I think people don't want Islam controlled by this one group. And they do want ownership of their own Islam. They want a mosque and a teaching that relates to their culture, to their society, their neighbors, that teaches them a way of getting along in peaceful and constructive ways with their non-Muslim neighbors. But Muslims are also now harassed in airports and encounter extreme prejudice, which is almost inevitable in these states of war-so they also feel that the United States is an aggressor power and that Western powers are still aggressor powers and occupiers in the Middle East. So that's a powerful double set of feelings.

Is the progressive Muslim movement strong in other countries?

It's hard for me to gauge the ultimate strength because these things are in progress.and one of the things about progressive religions is that they thrive insofar as people do not feel actively threatened in an immediate way.

But when people feel that their identity in whatever religious tradition they're part of is being actively threatened, conflict-oriented religion tends to have a strong appeal because it mobilizes people, gives people a sense of purpose, a sense of mission, a sense of unity against what is considered to be a threat.

My concern is that you have a vicious cycle, with the more terror events there are, the more the West gets anti-Islamic, and the more the West carries out large military campaigns with bombings and occupations, the more sense of conflict that brings, and the more appeal conflict-oriented versions of Islam, Christianity, and Judaism have.

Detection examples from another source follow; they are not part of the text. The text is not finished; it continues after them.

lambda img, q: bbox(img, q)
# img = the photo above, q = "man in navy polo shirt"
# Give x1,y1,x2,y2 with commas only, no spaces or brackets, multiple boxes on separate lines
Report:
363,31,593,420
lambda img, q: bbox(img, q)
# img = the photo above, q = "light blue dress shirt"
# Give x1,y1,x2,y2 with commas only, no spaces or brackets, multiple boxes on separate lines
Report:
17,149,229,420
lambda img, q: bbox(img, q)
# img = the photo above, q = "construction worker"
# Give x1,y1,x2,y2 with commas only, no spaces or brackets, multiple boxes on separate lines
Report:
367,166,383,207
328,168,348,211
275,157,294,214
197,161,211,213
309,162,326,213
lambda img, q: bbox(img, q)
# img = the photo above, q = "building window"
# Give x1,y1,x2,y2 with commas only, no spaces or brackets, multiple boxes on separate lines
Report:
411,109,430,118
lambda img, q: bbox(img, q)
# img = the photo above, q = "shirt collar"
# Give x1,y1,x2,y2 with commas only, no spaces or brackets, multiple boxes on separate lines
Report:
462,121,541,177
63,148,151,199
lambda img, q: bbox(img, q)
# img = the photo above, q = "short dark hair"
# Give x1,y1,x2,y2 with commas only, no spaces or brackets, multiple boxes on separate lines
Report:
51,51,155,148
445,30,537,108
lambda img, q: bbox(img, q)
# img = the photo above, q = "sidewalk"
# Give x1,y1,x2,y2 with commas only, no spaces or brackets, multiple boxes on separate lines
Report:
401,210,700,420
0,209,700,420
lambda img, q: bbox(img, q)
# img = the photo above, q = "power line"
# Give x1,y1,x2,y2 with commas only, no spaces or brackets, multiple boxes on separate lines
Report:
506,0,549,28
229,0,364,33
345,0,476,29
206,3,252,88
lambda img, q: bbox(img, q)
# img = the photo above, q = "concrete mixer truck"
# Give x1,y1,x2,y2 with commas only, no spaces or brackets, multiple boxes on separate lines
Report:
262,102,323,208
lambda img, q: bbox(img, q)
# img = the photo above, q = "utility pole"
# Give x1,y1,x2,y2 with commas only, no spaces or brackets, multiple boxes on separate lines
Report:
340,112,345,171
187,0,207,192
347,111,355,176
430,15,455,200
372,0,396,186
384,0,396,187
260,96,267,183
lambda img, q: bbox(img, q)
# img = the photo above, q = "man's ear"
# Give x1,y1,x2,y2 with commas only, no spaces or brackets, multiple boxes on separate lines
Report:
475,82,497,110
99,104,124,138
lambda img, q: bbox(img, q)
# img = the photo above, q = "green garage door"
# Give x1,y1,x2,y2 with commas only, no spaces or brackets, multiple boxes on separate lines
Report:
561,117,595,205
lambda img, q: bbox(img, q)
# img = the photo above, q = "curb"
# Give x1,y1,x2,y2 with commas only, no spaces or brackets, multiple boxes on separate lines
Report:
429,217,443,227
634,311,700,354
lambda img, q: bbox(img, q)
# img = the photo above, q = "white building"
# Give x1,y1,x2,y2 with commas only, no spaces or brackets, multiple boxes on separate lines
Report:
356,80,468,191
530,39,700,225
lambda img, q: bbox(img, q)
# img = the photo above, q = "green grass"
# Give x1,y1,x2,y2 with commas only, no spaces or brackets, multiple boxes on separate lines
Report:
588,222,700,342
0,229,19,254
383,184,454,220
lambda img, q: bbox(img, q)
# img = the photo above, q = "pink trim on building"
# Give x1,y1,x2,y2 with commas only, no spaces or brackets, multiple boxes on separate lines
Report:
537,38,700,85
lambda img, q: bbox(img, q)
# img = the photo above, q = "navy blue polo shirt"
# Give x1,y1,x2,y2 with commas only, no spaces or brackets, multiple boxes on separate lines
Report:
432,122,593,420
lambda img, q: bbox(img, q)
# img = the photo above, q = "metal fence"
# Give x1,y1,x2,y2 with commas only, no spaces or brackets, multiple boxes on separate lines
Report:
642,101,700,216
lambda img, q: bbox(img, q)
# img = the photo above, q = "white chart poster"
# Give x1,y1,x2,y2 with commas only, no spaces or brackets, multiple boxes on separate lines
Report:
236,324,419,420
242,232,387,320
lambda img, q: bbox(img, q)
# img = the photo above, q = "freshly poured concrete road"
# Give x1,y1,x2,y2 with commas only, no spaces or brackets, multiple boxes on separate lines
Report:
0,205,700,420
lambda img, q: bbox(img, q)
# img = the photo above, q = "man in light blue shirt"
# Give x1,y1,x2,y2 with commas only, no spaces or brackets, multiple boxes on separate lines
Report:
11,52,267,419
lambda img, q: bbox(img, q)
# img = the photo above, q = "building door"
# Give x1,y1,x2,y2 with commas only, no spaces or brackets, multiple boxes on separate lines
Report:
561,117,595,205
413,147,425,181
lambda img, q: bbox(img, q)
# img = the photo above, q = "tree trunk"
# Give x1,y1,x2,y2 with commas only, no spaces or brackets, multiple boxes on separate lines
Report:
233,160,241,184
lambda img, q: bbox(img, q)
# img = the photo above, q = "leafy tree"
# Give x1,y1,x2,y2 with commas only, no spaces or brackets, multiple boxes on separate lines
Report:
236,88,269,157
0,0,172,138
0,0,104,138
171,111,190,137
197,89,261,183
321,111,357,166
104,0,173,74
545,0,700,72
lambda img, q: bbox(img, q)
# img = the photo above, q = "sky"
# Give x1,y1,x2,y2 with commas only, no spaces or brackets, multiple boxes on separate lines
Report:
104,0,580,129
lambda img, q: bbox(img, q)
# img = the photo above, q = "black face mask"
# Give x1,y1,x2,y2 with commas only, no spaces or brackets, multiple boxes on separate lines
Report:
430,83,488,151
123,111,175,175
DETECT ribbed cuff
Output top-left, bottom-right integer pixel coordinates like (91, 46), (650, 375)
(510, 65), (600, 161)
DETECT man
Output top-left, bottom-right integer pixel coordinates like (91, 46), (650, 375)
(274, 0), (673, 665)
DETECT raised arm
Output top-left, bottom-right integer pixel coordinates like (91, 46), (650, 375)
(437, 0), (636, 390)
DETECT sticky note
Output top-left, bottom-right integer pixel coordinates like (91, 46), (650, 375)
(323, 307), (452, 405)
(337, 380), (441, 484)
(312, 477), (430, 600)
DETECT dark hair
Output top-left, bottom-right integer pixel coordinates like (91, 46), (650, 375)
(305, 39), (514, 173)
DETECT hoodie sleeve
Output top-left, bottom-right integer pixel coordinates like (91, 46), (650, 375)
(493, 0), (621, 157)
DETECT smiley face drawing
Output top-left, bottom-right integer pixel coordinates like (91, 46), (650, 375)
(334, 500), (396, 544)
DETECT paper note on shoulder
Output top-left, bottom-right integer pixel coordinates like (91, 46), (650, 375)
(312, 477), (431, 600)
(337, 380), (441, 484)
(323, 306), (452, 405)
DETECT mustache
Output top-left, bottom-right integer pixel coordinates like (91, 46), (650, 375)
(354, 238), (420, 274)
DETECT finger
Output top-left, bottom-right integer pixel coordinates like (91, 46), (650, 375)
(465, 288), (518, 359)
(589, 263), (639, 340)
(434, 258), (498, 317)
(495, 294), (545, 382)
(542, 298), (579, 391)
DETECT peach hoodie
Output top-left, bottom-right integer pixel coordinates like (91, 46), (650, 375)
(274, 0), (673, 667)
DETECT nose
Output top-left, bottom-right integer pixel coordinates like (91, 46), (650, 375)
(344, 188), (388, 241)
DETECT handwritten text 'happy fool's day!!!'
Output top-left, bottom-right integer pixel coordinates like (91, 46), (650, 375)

So the picture's pretty bleak globally.

The Cold War used to give the world a framework for conflict. If people had a revolution against their country they could go to the Soviets and get Soviet aid or go to the Americans and get American aid, depending on what country their government was aligned with. And that framework allowed every kind of grievance to be framed within proxy wars fought all around the world. It was a terribly grim time in many ways-many countries were devastated.

Now the Cold War is over. Where do people go if they have deep grievances? They are going to religion. Where do people go if they feel like their identity is being threatened or that they are occupied? Revivals of militant Islam, militant Hinduism, militant Judaism, militant Christianity-they're all growing very quickly in the world.

A milder example is American society's response to "The Passion of the Christ." The people champioing that movie feel their identity has been suppressed; here's a way of having it expressed.

It's important people see how the militant aspects of religion are tied subtly into wider dynamics. Religions can't be and shouldn't be categorized by the militant aspects, but the militant aspects are always the ones that are in your face, make tragedy, are on the news. The most powerful resistance to religious militancy is to not get dominated by that image in the media of the violence, but by finding ways of looking around that to the rich world that isn't represented.

Militant religions think carefully about this aspect of war in which the actual physical damage to the enemy is minimal, but the damage gets into the minds of people.